NYAY cannot be the final solution


The Congress has described NYAY as the final assault on poverty. Do you agree?

That claim is based on two assumptions that do not hold. One is that there is a reliable way of identifying the poorest households. The other assumption is that poverty is only a matter of lack of income. In fact, poverty is also about other deprivations such as lack of education, health care, dignity and so on. On both counts, NYAY cannot be the final solution. Having said this, NYAY could be part of a final assault on poverty, in the sense of a permanent social security system that protects people from deprivation.

Critics say it is sheer populism.

The term ‘populism’ is a little confusing. If it means squandering public money to buy votes, populism is certainly objectionable. But quite often, populism is used as a propaganda term to disparage social programmes that actually make a valuable contribution to poverty reduction and social equity.

At election time, it is natural for political parties to make promises aimed at getting votes.
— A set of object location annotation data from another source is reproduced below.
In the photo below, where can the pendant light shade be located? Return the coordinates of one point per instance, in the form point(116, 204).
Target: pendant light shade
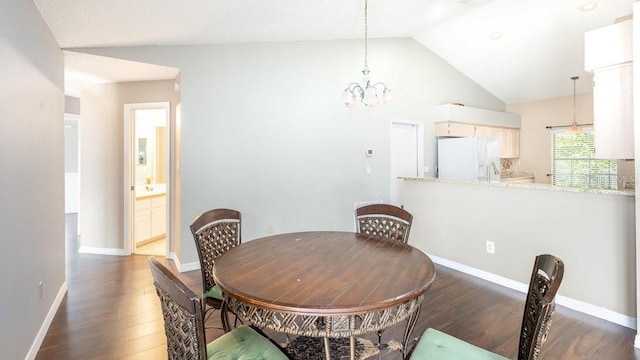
point(574, 128)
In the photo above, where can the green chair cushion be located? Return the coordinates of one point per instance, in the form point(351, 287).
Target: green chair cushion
point(213, 292)
point(434, 344)
point(243, 343)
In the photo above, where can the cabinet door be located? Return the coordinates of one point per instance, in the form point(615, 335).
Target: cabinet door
point(613, 113)
point(509, 143)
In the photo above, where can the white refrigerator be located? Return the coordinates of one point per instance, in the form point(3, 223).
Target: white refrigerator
point(469, 158)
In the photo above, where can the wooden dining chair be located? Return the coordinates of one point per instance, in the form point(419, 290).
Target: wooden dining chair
point(539, 306)
point(215, 232)
point(384, 220)
point(184, 326)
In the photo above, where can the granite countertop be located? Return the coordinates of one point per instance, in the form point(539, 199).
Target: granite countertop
point(516, 175)
point(536, 186)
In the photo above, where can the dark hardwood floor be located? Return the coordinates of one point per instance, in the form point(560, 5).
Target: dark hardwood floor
point(111, 311)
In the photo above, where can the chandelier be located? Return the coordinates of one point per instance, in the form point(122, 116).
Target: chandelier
point(365, 91)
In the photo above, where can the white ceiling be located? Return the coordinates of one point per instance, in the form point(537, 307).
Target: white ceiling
point(541, 47)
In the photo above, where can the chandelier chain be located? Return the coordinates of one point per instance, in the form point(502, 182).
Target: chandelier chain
point(366, 32)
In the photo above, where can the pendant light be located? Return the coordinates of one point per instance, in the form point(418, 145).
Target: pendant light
point(366, 92)
point(574, 128)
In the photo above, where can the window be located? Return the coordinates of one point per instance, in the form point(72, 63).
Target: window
point(574, 164)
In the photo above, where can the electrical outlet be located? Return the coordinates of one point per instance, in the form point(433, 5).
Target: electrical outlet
point(491, 247)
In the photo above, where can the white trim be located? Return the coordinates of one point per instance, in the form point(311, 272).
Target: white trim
point(102, 251)
point(589, 309)
point(185, 267)
point(37, 342)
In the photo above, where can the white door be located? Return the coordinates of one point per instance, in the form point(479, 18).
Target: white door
point(406, 155)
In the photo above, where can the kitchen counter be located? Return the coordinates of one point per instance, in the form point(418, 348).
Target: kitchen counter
point(522, 177)
point(533, 186)
point(454, 220)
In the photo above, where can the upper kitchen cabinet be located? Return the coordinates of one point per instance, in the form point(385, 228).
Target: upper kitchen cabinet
point(460, 121)
point(609, 56)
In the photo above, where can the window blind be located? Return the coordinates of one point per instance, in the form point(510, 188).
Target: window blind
point(574, 164)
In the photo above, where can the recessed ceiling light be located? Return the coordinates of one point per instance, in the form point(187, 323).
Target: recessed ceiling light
point(588, 5)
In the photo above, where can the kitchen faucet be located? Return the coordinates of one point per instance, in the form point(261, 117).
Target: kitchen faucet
point(495, 170)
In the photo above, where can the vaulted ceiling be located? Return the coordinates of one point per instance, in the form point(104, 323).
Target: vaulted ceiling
point(519, 50)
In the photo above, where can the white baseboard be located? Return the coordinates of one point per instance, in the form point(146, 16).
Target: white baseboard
point(37, 342)
point(589, 309)
point(102, 251)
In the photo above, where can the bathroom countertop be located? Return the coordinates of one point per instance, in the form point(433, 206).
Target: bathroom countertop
point(146, 191)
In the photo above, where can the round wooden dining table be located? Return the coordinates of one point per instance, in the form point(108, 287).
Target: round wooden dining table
point(325, 284)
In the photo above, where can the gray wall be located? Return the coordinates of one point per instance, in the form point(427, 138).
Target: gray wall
point(593, 233)
point(32, 175)
point(263, 131)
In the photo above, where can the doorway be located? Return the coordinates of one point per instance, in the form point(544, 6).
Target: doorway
point(146, 181)
point(406, 154)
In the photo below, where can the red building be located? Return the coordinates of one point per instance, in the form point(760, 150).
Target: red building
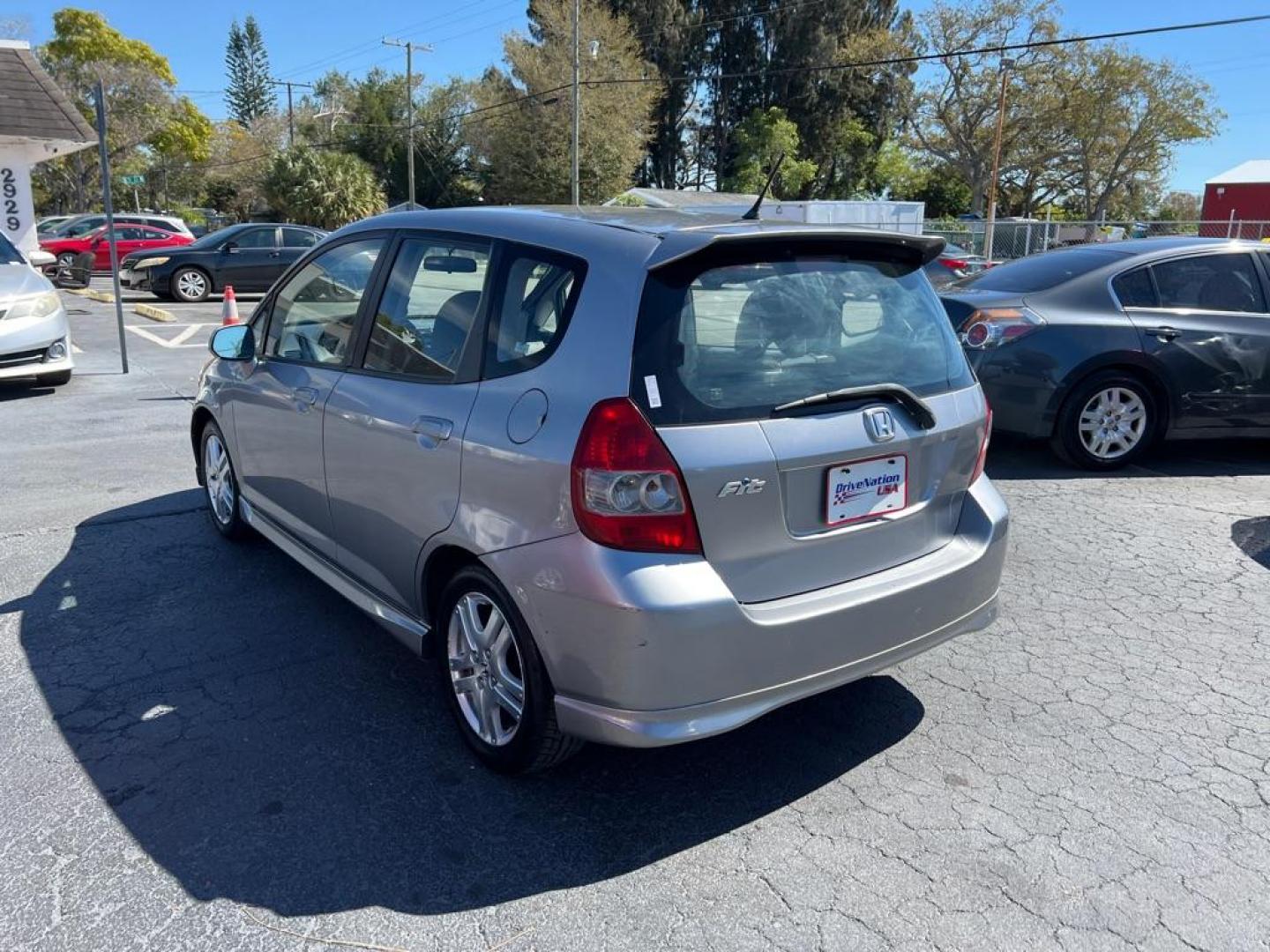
point(1244, 192)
This is not a bad thing, as poor people have so little voice in ordinary times. The question is whether the promises are sensible and responsible. In the case of NYAY, I feel that the intent is serious and valuable, but the proposal is short on specifics. It is in that respect that there is an element of populism in it.

Questions are being raised about the fiscal prudence of the scheme.

Social spending in India is quite low by international standards and there is scope for raising it. Fiscal prudence calls for doing this in a responsible manner. This includes reducing regressive or wasteful subsidies, and taxing the rich, instead of deficit financing. The problem is that the privileged are good at defending their privileges.

The Congress claims that the scheme will jumpstart the economy.

An economy is not like a horse that can be jumpstarted, especially when it is already running. India’s GDP has grown at around 7.5 per cent per year in real terms for the past 15 years or so. That is pretty good and I doubt that the economy can grow much faster without an environmental disaster. As far as NYAY is concerned, I doubt that it will have a major impact on growth.